What fish do you have in the tank?
How old is it?
What/how much/how often are you feeding?
 
I have 1 chromy and 2 goby's...about 5 hermits and 1 snail

I've read that I should have 10 hermits and 10 snails as part of the cleaning crew, is it bad to have more?

tank is just 3 weeks and a couple days old

i am feeding once every other day. I drop pellets until fish stop eating them, typically about 10 pellets. I feed them Nutrafin Max.

i buy water for water change from local aquarium. do i still need ro/di?

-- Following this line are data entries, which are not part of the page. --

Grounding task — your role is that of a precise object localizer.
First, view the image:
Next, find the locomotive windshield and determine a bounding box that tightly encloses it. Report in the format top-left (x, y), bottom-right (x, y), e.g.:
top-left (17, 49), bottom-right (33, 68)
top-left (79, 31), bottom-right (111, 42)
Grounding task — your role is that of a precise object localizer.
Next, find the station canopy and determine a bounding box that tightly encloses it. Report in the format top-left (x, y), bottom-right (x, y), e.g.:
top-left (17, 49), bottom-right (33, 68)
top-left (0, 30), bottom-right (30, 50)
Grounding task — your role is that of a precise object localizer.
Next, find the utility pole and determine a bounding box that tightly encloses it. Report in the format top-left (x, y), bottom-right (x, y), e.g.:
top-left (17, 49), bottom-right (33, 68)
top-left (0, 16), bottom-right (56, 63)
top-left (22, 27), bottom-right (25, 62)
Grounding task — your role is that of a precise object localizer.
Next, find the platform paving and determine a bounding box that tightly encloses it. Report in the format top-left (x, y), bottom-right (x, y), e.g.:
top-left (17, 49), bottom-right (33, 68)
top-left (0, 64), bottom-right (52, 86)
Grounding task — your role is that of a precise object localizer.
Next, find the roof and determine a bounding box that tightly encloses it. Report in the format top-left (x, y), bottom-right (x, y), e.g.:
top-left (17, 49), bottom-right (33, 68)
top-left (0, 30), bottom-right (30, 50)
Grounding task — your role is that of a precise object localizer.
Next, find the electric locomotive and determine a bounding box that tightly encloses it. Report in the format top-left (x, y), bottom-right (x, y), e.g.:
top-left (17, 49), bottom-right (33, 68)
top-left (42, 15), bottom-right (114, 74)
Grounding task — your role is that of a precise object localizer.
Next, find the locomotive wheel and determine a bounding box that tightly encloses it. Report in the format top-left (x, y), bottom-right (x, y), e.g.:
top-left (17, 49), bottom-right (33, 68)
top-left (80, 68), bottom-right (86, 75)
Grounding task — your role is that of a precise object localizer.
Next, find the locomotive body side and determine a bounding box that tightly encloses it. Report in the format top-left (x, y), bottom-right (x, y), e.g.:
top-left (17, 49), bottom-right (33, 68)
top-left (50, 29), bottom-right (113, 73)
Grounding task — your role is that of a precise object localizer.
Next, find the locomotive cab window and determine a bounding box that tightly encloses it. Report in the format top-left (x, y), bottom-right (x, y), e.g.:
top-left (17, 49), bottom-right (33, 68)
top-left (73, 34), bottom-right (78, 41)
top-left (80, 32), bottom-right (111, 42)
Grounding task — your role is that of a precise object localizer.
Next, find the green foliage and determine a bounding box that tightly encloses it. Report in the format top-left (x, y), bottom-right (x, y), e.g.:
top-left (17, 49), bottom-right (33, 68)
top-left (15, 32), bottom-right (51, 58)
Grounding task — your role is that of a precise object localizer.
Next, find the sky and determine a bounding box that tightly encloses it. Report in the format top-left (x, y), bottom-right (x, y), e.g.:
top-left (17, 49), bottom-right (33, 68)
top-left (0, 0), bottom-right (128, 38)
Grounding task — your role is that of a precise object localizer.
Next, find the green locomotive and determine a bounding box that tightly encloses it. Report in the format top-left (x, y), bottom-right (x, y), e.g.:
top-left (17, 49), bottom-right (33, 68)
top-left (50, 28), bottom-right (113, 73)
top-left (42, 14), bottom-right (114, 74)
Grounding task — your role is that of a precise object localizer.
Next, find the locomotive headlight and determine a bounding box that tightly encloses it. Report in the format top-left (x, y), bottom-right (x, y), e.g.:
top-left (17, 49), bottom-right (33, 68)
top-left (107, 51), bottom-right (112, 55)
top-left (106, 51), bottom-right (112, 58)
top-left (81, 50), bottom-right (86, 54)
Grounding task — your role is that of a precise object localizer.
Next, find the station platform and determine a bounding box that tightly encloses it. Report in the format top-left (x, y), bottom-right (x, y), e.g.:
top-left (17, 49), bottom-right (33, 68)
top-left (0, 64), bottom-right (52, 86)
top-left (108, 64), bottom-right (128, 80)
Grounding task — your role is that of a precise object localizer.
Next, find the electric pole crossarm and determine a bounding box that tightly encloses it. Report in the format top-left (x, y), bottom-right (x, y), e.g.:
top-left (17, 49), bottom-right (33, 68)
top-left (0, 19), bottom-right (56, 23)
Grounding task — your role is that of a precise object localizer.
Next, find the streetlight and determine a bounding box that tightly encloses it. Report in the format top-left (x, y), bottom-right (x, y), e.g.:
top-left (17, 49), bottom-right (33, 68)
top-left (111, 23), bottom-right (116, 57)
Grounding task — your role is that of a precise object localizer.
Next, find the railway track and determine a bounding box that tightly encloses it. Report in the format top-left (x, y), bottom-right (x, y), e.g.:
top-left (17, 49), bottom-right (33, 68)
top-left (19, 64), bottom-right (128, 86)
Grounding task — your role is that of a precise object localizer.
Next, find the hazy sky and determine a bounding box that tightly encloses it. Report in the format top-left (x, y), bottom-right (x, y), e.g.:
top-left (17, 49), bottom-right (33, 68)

thanks for the responses and i will try those 10 steps

EDIT:

also, swept up the dirty looking sand and threw it away, is this bad, should i let the tank fight the algae on its own?
 
That's a lot of food (at least it sounds like it, not sure how big the pellets are).
You still have a newer tank so the brown on the sand could be diatoms and they will burn out on their own.
Also, with newer tanks, a smaller CUC is better since there is not as much for them to eat.
Personally, I'm not a huge fan of a lot of hermits. I like nassi, cerith and margirita snails, maybe a few hermits.
RO/DI is ideal, since you can control what goes in your tank and when the media needs to be changed...not to mention, you don't have to lug water back from the LFS.